Who are you?/What's your age/What's your race?/How much free-time do you have?
I'm Robin, I am 26 and I am a black transmasc/genderfluid adult. I have mental illness and talk about it a lot, this blog is literally my healthy coping mechanism because I am currently unmedicated. I will not disclose anything else further on the matter. I am also physically disabled so a lot of my stories are unbeta'd bc of it.
I have a small baby and a wife so my time is very divided. I can't spend a ton of time editing and fixing things up perfectly and I don't actually have a beta editor. I do this to destress and as self care. So me enjoying the requests is important. Don't make me feel obligated to do these free requests bc I will get pressured and won't do them anymore.
Will You block me for being under 18?
YES, LEAVE, GO, DO NOT COME HERE, I DONT WANT ANY MINORS INTERACTING WITH MY POSTS! Leave!!! Don't fucking come in here!!! Don't bother, please just for the love of fucking God this is my one thing, minors and 18 year olds, GO HOME!
I HAVE WRITTEN MULTIPLE TIMES FOR MINORS TO LEAVE ME ALONE! I DONT WANT YOU HERE!
Can you do a request for X non African American culture?
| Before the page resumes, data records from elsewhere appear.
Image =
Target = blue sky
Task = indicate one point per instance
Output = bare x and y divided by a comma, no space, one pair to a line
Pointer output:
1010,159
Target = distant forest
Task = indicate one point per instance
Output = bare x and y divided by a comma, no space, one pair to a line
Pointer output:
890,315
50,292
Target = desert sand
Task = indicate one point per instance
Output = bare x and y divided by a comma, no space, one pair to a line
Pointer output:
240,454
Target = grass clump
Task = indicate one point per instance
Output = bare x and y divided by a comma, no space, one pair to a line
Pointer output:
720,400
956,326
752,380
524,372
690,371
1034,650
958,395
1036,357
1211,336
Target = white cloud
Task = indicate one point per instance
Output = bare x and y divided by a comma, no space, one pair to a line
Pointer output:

No, I like to write for black american girls. Whatever I write would be culturally insensitive and would be solely based off of the stereotypes I know of. I wouldn't try to be racist or malicious, but I do this for fun and am not going to research a culture for a request. Not trying to be funny but there's also the fact that black girls are thoroughly under represented in self inserting/fics so I'm doing my part <3
You should def write your own though and link it back to me!! I would loooove to read it! I highly recommend and encourage for people to make the content they'd like to see!
What race are the Readers? Can I imagine myself or my own cultural/ethnic background?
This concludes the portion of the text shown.